Notes to Condensed Consolidated Financial Statements (Unaudited)
(in millions, except per share amounts)
1. BASIS OF PRESENTATION AND SIGNIFICANT ACCOUNTING POLICIES
Take-Two Interactive Software, Inc. (the "Company," "we," "us," or similar pronouns) was incorporated in the state of Delaware in 1993. We are a leading developer, publisher, and marketer of interactive entertainment for consumers around the globe. We develop and publish products principally through Rockstar Games, 2K, Private Division, and Zynga. Our products are designed for console gaming systems, personal computers ("PC"), and mobile including smart phones and tablets ("Mobile"), and are delivered through physical retail, digital download, online platforms, and cloud streaming services.
Acquisition of Zynga
On May 23, 2022, we completed our acquisition of Zynga Inc. ("Zynga"), a leading developer of mobile games. Refer to Note 14 - Acquisitions for additional information.
Basis of Presentation
The accompanying Condensed Consolidated Financial Statements are unaudited and include the accounts of the Company and its wholly-owned subsidiaries and, in our opinion, reflect all normal and recurring adjustments necessary for the fair presentation of our financial position, results of operations, and cash flows. Interim results may not be indicative of the results that may be expected for the full fiscal year. All intercompany accounts and transactions have been eliminated in consolidation. The preparation of these Condensed Consolidated Financial Statements in accordance with accounting principles generally accepted in the United States ("U.S. GAAP") requires management to make estimates and assumptions that affect the amounts reported in these Condensed Consolidated Financial Statements and accompanying notes. As permitted under U.S. GAAP, interim accounting for certain expenses, including income taxes, are based on full year assumptions when appropriate. Actual results could differ materially from those estimates, including as a result of the COVID-19 pandemic, which may affect economic conditions in a number of different ways and result in uncertainty and risk.
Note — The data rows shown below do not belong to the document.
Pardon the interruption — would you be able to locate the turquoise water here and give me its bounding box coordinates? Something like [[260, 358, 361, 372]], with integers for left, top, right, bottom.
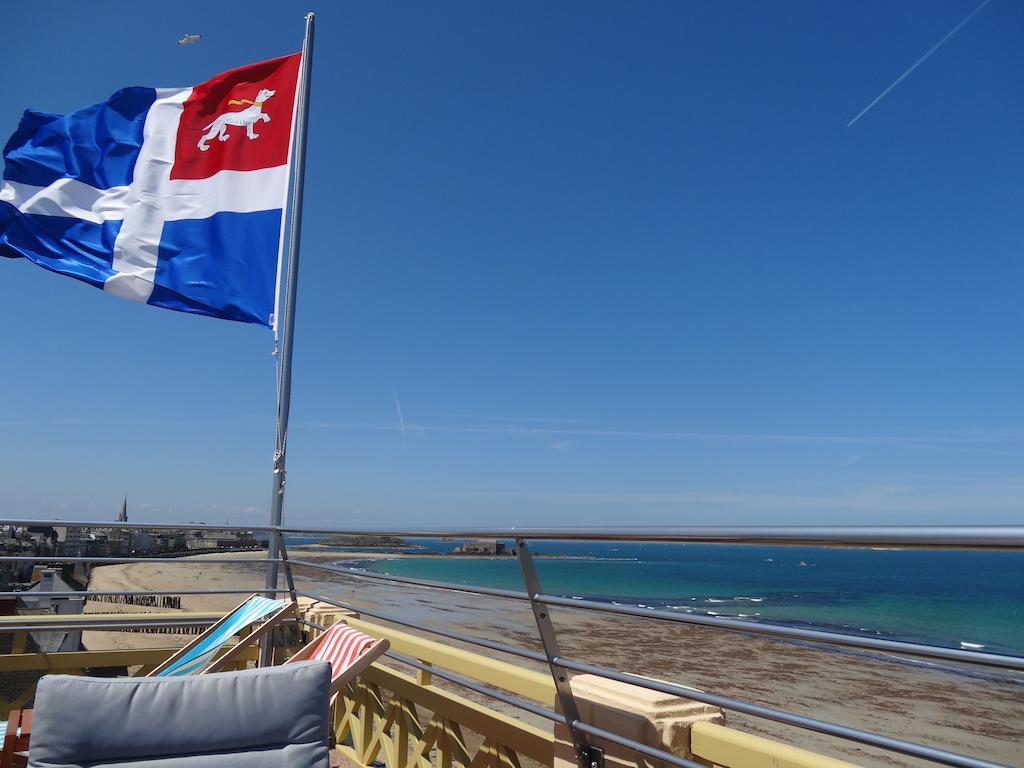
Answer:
[[339, 541, 1024, 655]]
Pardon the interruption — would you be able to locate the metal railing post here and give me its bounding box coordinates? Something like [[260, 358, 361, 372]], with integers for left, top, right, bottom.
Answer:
[[515, 539, 604, 768], [274, 530, 298, 603]]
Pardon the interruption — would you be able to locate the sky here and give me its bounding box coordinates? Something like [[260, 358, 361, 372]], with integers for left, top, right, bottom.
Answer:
[[0, 0, 1024, 528]]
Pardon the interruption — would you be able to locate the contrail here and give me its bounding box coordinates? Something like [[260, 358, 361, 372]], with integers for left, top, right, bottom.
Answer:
[[391, 384, 406, 451], [846, 0, 991, 128]]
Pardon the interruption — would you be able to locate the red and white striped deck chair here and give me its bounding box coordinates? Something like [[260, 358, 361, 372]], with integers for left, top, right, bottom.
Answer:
[[285, 624, 391, 703]]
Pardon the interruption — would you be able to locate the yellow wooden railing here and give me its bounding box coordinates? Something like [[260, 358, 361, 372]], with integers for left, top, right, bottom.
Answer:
[[0, 604, 868, 768], [299, 609, 555, 768]]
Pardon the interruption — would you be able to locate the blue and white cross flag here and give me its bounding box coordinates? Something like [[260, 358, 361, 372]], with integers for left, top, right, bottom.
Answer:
[[0, 53, 300, 327]]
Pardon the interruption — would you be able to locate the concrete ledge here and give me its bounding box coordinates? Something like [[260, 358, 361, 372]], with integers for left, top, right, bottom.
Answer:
[[555, 675, 725, 768]]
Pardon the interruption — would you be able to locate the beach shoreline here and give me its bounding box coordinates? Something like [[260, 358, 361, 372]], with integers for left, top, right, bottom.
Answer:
[[83, 545, 1024, 766]]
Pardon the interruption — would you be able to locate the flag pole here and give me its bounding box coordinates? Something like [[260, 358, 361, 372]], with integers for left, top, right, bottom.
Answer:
[[260, 12, 314, 665]]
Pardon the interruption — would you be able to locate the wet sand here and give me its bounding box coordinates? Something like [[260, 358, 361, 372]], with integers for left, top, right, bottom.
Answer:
[[83, 547, 1024, 766]]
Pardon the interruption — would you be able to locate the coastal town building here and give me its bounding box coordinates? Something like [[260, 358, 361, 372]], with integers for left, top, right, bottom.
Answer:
[[452, 539, 505, 555]]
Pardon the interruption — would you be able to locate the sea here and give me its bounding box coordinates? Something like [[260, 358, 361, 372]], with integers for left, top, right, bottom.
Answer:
[[291, 539, 1024, 655]]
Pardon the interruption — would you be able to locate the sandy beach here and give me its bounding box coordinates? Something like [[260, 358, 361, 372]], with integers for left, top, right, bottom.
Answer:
[[83, 547, 1024, 766]]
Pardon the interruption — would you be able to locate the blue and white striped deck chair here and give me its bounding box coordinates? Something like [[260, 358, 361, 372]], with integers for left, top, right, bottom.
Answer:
[[146, 595, 295, 677]]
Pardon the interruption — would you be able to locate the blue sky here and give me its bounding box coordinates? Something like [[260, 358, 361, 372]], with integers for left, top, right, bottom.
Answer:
[[0, 0, 1024, 526]]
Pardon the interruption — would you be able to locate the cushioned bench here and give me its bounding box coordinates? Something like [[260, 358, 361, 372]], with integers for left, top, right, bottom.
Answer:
[[29, 662, 331, 768]]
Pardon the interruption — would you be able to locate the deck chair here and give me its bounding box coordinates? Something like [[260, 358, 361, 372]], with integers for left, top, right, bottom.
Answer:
[[0, 594, 295, 768], [146, 595, 295, 677], [0, 710, 32, 768], [285, 624, 391, 703]]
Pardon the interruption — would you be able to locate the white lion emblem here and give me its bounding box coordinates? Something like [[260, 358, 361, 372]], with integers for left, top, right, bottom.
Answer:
[[198, 88, 278, 152]]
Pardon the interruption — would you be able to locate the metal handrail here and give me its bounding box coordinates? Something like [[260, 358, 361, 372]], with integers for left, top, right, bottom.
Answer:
[[6, 518, 1024, 550], [290, 560, 529, 600], [0, 561, 282, 565], [537, 595, 1024, 672]]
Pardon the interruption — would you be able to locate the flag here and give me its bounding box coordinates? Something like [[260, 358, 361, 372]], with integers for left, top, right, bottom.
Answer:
[[0, 53, 301, 326]]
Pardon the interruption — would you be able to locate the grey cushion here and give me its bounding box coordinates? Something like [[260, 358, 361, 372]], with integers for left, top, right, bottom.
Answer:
[[29, 662, 331, 768]]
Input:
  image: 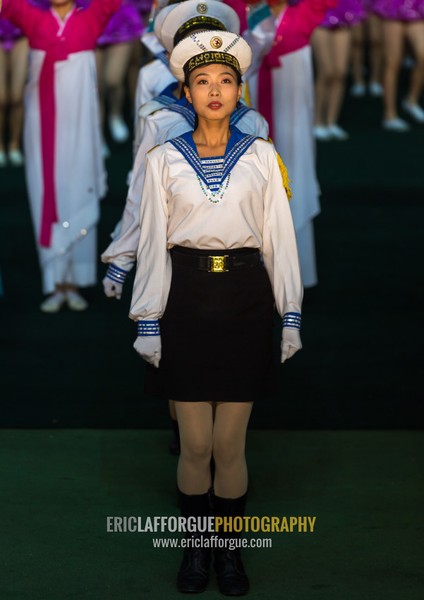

Certain information and footnote disclosures normally included in financial statements prepared in accordance with U.S. GAAP have been omitted pursuant to the rules and regulations of the Securities and Exchange Commission ("SEC"), although we believe that the disclosures are adequate to make the information presented not misleading. These Condensed Consolidated Financial Statements and accompanying notes should be read in conjunction with our annual Consolidated Financial Statements and the notes thereto, included in our Annual Report on Form 10-K for the fiscal year ended March 31, 2022.
Certain immaterial reclassifications have been made to prior period amounts to conform to the current period presentation.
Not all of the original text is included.